Stadtische Gallery in Munich, Germany, has kindly placed scans of all their public domain works online. A test search for kat (cat) also picked up katalog and katherine. A search for katze (cats) was no better, but did pick up two tigers. A search for katen (tom-cat) found nothing. This suggests either that the Germans were not historically cat-lovers, or that the range of pictures is limited compared to other open online galleries. A search for hund (dog) suggests the latter.
A Google site search of site:https://www.lenbachhaus.de/en/discover/collection-online/ fared little better with kat, but did discover the fine 1916 woodcut “Der Leopard” (Der Tiger).
A specific search on the site for tiger then found another three not discovered by kat. Possibly the Germans don’t always consider a tiger/leopard to be a ‘big cat’, as the British do?
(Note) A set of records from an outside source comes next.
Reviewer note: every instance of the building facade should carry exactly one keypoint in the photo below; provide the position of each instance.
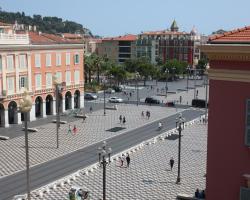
(228, 154)
(118, 49)
(31, 65)
(169, 44)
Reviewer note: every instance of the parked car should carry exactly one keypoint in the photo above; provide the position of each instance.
(152, 100)
(110, 91)
(90, 96)
(115, 100)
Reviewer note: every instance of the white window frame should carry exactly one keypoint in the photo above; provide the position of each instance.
(37, 60)
(67, 57)
(76, 56)
(58, 59)
(10, 62)
(48, 77)
(68, 77)
(38, 84)
(48, 60)
(77, 76)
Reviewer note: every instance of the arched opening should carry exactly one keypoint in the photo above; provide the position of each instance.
(12, 112)
(68, 100)
(2, 119)
(77, 99)
(39, 107)
(49, 105)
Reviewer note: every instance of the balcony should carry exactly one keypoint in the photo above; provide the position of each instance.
(14, 38)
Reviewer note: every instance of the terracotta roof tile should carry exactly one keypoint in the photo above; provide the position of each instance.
(241, 35)
(121, 38)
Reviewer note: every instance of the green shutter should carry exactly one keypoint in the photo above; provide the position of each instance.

Thus, a mix of Google and a number of on-site searches seems best for a deep-dive.
There is a Creative Commons filter, tucked away under: Refine results | How to use | CC. The standard here seems to be CC-BY-SA. A Kandinsky scan was found to be 2000 x 1602px at 300dpi.
Not all material that one would expect to be available under CC actually is, for instance the 1916 tiger woodcut and the 1918 woodcut “Plakat fur die Gabriele Munter”.